"Administration of pomegranate extract (juice and seed extract) for 2 weeks to ovariectomized mice prevented the loss of uterus weight and shortened the immobility time compared with 5% glucose-dosed mice (control). In addition, ovariectomy-induced decrease of BMD was normalized by administration of the pomegranate extract."Despite the powerful estrogenic properties of pomegranate, this amazing fruit does not exhibit well-known carcinogenic potential associated with synthetic, horse-derived (e.g. Premarin), and even so-called bio-identical or "plant-derived" estrogens. To the contrary, pomegranate has been shown to act selectively to modulate estrogen receptors (SERM) that are beneficial to the organism, while down-regulating activity at the receptors known to be associated with estrogen-sensitive cancers. This type of dynamic intelligence is unique to natural substances, and is not yet reproducible through pharmaceutical preparations. In an August 2011 study published in the Journal of Nutritional Biochemistry, pomegranate extract was compared to the drugs Tamoxifen (T) and Estradiol (E) and was shown to prevent activity associated with estrogen-dependent cancer promotion, without increasing the weight of the uterus, a well known indicator of the potential carcinogenicity of T and E:
"In conclusion, our findings suggest that PME [Pomegranate extract] displays a SERM profile and may have the potential for prevention of estrogen-dependent breast cancers with beneficial effects in other hormone-dependent tissues."In other words, pomegranate is not only non-carcinogenic but is a powerful anti-cancer agent. The GreenMedInfo database now contains 12 studies on its experimentally-confirmed potential to suppress Breast, Prostate, Colorectal, Gastric and Uterine Cancers. GreenMedInfo also contains research on Pomegranate's therapeutic relevance in 77 disease categories.
Hormone replacement, by principle, is capable of feeding the underlying deficiency due to the well-known 'negative feedback loop' within the endocrine system, and may also result in the downstream accumulation of unhealthy levels of hormone metabolites. While it should be regarded as a powerful therapy with significant potential health benefits, it is not without adverse, unintended consequences.

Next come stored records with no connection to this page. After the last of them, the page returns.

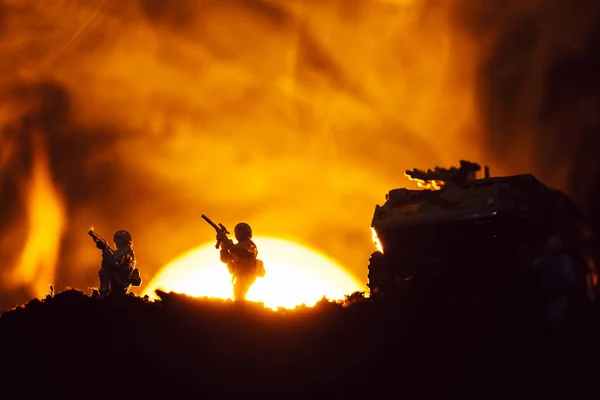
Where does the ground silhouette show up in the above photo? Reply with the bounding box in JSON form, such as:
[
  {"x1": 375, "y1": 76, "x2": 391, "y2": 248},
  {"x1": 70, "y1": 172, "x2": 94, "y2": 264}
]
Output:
[{"x1": 0, "y1": 290, "x2": 600, "y2": 399}]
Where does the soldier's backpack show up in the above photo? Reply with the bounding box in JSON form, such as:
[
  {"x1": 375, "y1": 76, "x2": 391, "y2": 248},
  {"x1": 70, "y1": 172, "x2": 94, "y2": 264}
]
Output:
[
  {"x1": 256, "y1": 259, "x2": 267, "y2": 278},
  {"x1": 129, "y1": 268, "x2": 142, "y2": 286}
]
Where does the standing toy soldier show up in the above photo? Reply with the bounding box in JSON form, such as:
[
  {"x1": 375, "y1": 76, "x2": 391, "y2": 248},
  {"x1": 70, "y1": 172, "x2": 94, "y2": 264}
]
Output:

The change of life that attends the normal aging process, despite conventional medical classifications, is not a disease. When the burden of hormone production in women shifts away from the ovary (either via age, stress or medical necessity, e.g. full hysterectomy) to the adrenal cortex, the body can be supported to produce additional hormones via basic nutrients and secretagogues, as well through the ingestion of phytocompounds which mimic hormones, e.g. phytoestrogens, but do not have the health risks associated with endogenously produced hormones. Also, it is possible to regenerate steroid hormones that have undergone transformation into inactive or harmful metabolites via electron donors such as vitamin C.